Les grands dirigeants ont tressé la corde pour se pendre
L'initiative populaire fédérale «contre les rémunérations abusives», lancée par Thomas Minder, directeur de la société Trybol, vise ainsi à régir directement le niveau de rémunération du conseil d'administration, de la direction, ainsi que du comité consultatif des sociétés suisses cotés en bourse, pour «faire avancer la situation en matière d'enrichissement des grands dirigeants».
A cet égard, il faut bien admettre que ces grands dirigeants ont eux-mêmes tressé la corde pour se pendre: la surenchère des millions perçus à titre de rémunération, bonus et autres indemnités suscite à la fois grogne et incompréhension. Ces montants atteignent non seulement des sommets inconcevables pour un esprit raisonnable, mais ils ne cessent par ailleurs d'augmenter, quelle que soit la marche des affaires.
Restriction exagérée des libertés
Il n'en reste pas moins que l'initiative restreint exagérément la liberté des entreprises. On citera, à titre d'exemple, l'interdiction pure et simple des indemnités de départ, ainsi que des primes pour l'achat ou la vente d'entreprises et la prohibition du cumul de contrats au sein de sociétés du même groupe.
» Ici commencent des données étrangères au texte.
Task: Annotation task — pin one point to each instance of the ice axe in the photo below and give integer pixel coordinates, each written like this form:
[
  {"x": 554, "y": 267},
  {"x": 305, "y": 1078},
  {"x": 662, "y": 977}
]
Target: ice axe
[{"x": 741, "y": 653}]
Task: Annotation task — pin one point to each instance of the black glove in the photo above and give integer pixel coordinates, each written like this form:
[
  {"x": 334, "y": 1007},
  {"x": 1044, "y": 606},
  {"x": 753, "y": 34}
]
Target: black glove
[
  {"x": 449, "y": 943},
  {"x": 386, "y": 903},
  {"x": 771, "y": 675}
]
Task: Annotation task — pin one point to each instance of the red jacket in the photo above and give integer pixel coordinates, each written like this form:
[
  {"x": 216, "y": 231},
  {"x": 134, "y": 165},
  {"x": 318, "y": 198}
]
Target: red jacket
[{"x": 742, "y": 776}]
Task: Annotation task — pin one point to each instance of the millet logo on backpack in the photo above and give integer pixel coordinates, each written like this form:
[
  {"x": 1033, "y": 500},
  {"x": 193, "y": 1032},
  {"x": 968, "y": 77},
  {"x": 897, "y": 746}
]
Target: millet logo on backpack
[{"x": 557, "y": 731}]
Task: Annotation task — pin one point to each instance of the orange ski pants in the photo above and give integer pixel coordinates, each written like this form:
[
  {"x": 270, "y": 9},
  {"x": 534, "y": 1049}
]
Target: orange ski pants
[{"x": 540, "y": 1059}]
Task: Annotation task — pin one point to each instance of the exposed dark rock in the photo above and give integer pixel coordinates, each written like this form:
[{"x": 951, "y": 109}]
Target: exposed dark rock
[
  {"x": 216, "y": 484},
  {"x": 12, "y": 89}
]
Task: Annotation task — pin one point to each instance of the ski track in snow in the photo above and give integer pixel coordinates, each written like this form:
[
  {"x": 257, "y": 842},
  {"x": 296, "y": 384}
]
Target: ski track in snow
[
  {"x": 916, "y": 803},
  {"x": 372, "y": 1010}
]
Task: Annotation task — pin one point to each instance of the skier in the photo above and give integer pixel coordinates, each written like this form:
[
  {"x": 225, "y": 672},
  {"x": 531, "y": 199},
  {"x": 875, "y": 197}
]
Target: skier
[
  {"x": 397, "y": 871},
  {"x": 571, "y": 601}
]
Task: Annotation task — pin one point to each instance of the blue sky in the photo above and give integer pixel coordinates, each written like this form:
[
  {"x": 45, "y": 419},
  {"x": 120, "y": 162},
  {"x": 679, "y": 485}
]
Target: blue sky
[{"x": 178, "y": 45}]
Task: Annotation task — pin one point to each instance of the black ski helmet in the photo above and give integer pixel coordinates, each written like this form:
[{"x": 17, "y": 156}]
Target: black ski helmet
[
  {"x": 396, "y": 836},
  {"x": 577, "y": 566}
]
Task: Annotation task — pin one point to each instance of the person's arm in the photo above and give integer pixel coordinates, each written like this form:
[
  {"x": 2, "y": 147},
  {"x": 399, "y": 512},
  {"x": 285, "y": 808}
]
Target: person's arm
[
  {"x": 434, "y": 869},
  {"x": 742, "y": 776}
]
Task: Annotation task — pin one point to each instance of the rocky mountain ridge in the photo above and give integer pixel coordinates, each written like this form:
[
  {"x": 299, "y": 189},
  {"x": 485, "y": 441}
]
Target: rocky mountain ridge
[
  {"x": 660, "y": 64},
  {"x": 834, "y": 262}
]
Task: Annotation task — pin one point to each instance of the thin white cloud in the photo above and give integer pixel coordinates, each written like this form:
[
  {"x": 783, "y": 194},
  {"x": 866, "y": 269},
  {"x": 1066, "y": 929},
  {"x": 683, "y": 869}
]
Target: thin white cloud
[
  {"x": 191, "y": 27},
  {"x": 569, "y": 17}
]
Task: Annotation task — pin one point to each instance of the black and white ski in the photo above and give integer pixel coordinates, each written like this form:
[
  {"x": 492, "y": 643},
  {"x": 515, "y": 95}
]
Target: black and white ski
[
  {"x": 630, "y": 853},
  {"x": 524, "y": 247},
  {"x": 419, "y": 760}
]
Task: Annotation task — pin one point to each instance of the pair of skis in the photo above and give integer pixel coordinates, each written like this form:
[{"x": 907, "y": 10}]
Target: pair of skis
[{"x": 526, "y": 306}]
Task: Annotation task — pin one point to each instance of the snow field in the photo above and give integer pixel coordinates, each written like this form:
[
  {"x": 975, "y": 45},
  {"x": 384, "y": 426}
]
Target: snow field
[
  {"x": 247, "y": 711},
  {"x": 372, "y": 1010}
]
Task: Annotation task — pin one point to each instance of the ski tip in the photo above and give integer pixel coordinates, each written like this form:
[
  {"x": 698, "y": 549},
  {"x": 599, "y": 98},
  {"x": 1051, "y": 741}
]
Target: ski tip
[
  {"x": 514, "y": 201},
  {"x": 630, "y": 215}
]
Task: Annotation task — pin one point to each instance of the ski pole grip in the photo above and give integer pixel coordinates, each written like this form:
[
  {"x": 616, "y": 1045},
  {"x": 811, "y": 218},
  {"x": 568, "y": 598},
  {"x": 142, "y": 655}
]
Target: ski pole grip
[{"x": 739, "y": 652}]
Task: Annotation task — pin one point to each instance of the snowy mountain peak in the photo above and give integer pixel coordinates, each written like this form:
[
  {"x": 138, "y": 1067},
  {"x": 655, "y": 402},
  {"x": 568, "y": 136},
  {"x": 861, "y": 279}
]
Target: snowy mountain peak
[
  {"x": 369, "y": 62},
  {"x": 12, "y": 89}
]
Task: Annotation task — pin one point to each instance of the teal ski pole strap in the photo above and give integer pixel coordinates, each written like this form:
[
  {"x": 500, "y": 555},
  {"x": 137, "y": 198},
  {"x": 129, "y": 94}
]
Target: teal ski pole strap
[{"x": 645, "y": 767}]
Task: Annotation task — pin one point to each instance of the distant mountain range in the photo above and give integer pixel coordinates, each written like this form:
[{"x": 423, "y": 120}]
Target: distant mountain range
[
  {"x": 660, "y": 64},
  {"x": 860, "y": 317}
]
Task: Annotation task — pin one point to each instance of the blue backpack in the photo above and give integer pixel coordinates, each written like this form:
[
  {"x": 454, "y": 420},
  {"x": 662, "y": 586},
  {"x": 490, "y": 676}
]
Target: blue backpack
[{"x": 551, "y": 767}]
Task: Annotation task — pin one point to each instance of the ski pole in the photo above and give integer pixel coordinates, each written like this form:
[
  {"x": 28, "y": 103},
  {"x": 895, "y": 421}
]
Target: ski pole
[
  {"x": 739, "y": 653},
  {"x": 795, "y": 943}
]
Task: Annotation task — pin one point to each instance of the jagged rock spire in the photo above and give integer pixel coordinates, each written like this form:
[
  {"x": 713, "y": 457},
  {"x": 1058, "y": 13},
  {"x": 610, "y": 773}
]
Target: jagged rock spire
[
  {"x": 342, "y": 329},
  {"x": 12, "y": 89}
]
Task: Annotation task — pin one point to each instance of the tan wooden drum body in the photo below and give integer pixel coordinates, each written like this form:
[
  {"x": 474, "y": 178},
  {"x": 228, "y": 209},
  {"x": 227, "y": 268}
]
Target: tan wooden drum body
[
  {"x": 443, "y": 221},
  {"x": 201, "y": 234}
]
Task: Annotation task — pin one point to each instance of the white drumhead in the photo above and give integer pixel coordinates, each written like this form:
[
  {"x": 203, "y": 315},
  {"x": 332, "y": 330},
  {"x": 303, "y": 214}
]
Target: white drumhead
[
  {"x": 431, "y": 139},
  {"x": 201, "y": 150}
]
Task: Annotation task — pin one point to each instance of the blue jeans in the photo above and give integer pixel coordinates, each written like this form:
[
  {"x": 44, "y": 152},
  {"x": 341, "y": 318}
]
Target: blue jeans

Le texte confère en outre aux statuts - donc à l'assemblée générale - le soin de régler la hauteur des parts fixes et variables de la rémunération, le nombre de mandats externes, ainsi que la durée du contrat de travail des membres de la direction.
L'économie privée ne saurait tolérer une telle ingérence dans la conduite des entreprises, même si l'on doit reconnaître que la liberté dont bénéficient aujourd'hui les dirigeants amène certains à franchir les limites du raisonnable.
Le recours à l'Etat jugé abusif
Le recours à l'Etat pour «protéger l'économie, la propriété privée et les actionnaires» et une erreur. C'est également à tort qu'on nous renvoie trop souvent à l'image de l'actionnaire démuni face aux agissements des organes, alors même qu'il serait le «propriétaire» de l'entreprise.
Il ne faut en effet pas perdre de vue que l'initiative ne vise que les sociétés cotées en bourse. Or les actionnaires de ces entreprises sont moins des propriétaires que des investisseurs, voire des spéculateurs, pour lesquels le profit immédiat est plus important que la santé de l'entreprise à long terme. Ainsi, la principale source de leur éventuel mécontentement n'est pas tant la rémunération des organes dirigeants, mais bien la baisse des cours, dont la conséquence n'est pas une intervention lors de l'assemblée générale - à laquelle ils ne se rendent généralement pas -, mais la vente des actions.
Quant aux bons spéculateurs, ils peuvent même tirer bénéficie d'une baisse des cours. Les motivations de ce genre de propriétaires sont-elles vraiment plus louables que celles des dirigeants tant décriés? On se permet d'en douter; et d'affirmer qu'ils n'ont en tous les cas nul besoin d'une protection particulière par des mesures étatiques.
Une initiative à rejeter
Il faut s'opposer fermement à toute velléité d'imposer des rémunérations maximales à l'économie privée. Même si des déceptions sont inévitables, la seule solution qui s'impose est de rester confiant dans le sens des responsabilités des dirigeants et administrateurs.
L'initiative doit ainsi être rejetée parce qu'elle va trop loin et parce qu'elle ne promet pas d'être plus efficace que l'autorégulation. Quant ses exigences relatives aux modes de scrutin à l'assemblée générale, elles doivent être intégrées aux discussions en cours sur la révision du droit de la société anonyme.